Introduction to Satellite Navigation Systems

Abstract

The “youngest” of the major satellite applications is the field of satellite navigation. This field of measurement and ranging through the use of satellite positioning systems first started in the context of scientific research. This initial use of satellites was simply for positioning and location. These activities, that were first based on using Doppler frequency shifts as a satellite orbited above, were largely scientific and not strategic. These types of activities included geodetics (i.e., such as the measurement of continental drift over time) or the collection of scientific information and data from atmospheric land- or ocean-based sensors where the specific locations of the sensors were important.

The real strides in the development of satellite navigation, however, came when space systems were developed for the specific purpose of precise targeting of missiles and various other types of weapon systems. The Soviet Union/Russian Federation satellite navigation system, known as GLONASS, and the US-based Navstar system – with its Global Positioning Satellite (GPS) network – developed space-based systems that provided unprecedented capabilities to determine locations on the ground or oceans with great accuracy. Early systems such as Argos that relied on Doppler shift technology were only accurate within a precision of hundreds of meters. Today’s advanced satellite navigation systems, however, are accurate for measurements that can be indicated with a precision only a few meters and within centimeters if utilizing reference stations.

The fact that GPS and GLONASS satellite signals are freely available in space for all to use has spurred the development of low-cost receivers for much more than strategic or military usage. Today, various types of civilian use of navigational and positioning satellites have become popular on a global basis. The latest development in application-specific integrated circuit (ASIC) chip technology has fueled the growth of applications based on the use of these precise space-based navigational and positioning systems. The availability of these highly capable but increasingly low-cost chips – small enough that they could be included in handsets such as cell phones or included with the electronics available on various types of vehicles (i.e., cars, trucks, buses, trains, airplanes, ships, etc.) – represented a real breakthrough.
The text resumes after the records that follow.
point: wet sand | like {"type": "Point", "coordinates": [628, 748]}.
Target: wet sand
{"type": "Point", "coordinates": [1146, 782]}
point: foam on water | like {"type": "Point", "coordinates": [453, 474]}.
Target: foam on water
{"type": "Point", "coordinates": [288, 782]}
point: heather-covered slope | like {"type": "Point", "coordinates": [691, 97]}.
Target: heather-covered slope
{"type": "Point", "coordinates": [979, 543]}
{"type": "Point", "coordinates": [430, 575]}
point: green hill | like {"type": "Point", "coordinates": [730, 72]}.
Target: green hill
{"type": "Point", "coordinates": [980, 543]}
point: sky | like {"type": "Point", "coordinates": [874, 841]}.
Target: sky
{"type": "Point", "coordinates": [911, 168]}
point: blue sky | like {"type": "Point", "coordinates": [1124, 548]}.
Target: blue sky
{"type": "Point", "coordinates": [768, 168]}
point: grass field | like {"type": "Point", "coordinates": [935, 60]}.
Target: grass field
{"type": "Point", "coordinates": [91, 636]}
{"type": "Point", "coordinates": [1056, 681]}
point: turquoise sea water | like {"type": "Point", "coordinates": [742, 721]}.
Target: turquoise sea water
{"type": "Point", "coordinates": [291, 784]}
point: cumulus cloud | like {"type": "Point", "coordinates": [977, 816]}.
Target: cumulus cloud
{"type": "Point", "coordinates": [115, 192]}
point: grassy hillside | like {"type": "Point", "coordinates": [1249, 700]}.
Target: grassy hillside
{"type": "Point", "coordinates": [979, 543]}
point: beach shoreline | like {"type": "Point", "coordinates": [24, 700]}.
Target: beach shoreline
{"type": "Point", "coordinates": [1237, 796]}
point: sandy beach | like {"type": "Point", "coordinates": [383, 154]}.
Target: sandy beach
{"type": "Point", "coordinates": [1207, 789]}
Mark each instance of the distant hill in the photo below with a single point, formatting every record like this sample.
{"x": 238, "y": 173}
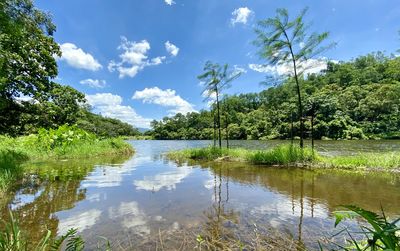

The development of specialized computer chips to perform satellite navigation calculations has increased the number of users of this technology from a relatively small population of several thousands to tens of millions. In the coming decade, the proliferation of international satellite navigation systems in orbit (i.e., USA, Russian Federation, China, India, Europe, and Japan) plus the continued development of ever lower cost of satellite navigation chips for receivers will continue the popular expansion of these increasingly “easy to use” and versatile systems.

Wide and easy access to low-cost consumer receivers for satellite navigation services strongly suggests that this trend of expanded use will continue to surge. Thus, within a decade, use of these devices will increase to the hundreds of millions if not billions of people. Atomic clocks with incredible temporal precision today allow satellite navigation systems to be used by military organizations, governmental geospatial scientists, and scientists to determine locations with great accuracy. But these applications are now just a small fraction of total usage. The deployment of the new international satellite navigational systems and smaller and lower cost ground receivers will support an ever-increasing civilian consumer market for an ever-expanding range of everyday applications. These consumer applications include driving a vehicle to a desired location, safely sailing a boat, going mountain climbing or hiking without getting lost, or simply finding out where you are within a city.

The precise time keeping ability of today’s satellite navigation systems also means that these spacecrafts can also serve as a global timekeeper for computers and scientific experiments. The time stamp from a satellite navigation satellite can also be used not only for scientific or regulatory purposes but for other applications such as security and banking systems as well. These satellites are also used to support the synchronization needs of communications satellites. In short, navigation and positioning satellites have also become in many ways the world’s timekeeper (Cesium clocks and global timekeeping, http://www.rfcafe.com/references/general/atomic-clocks.htm. Last accessed 14 Jan 2016).

The official US discontinuation of the so-called selective availability feature for the Navstar satellite system has accelerated the use of the GPS network for highly sensitive applications such as assisting in the takeoff and landing of aircraft. The fact that selective availability could be reactivated has nevertheless been one of the concerns and invoked reasons why other countries have now proceeded to develop and launch their own satellite navigation systems. In short, when nations believe that certain space infrastructure represents a strategic asset, there is a strong motivation to deploy such a system rather than depending on other nations to own and operate such networks.

Despite the strategic importance attributable to GNSS services, considerable progress has been made to achieve international cooperation compatibility and standardization among the six systems now in operation via the International Committee on GNSS (ICG) that now meets regularly under the auspices of the UN Committee on the Peaceful Uses of Outer Space.